# auguri Manuel M!!!



## winnie

Manuel M reached 1000 level!!!

thank you very much for your clever & witty contribution.


----------



## Elisa68

Well, well, well. I have checked all your posts and they are incredibly helpful...all but one... this one...which I would delete ASAP!!!!   


*nifrahlek!*​

Elisa


----------



## lsp

If anyone epitomizes the spirit of WR, it is Manuel_M. 
1000 times helpful, 1000 times thoughtful, 1000 times generous.... 
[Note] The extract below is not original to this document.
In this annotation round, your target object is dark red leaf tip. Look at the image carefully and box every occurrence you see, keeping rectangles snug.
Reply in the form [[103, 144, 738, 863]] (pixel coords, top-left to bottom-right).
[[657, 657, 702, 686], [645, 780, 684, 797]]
*1000 thanks! Mille grazie!*​


----------



## Lancel0t

Congratulations!


----------



## Jana337

_* 1000 x nirringrazzjak *_
 
_* I tuoi post sono Manuelissimi! *_
​


----------



## Alfry

it's always a privilege to read your posts.

grande Manuel


----------



## Manuel_M

Grazie a tutti!! non solo degli auguri ma anche, e soprattutto, dell'aiuto che mi date.


----------



## rom_itn

Sorry for been late to the party..  

Auguri M:M!! Parli inglese ed italiano meglio di nativi!!!
Cheers!!
Rom


----------



## Manuel_M

Thanks....

I'm somewhat   at your generous exaggeration.


----------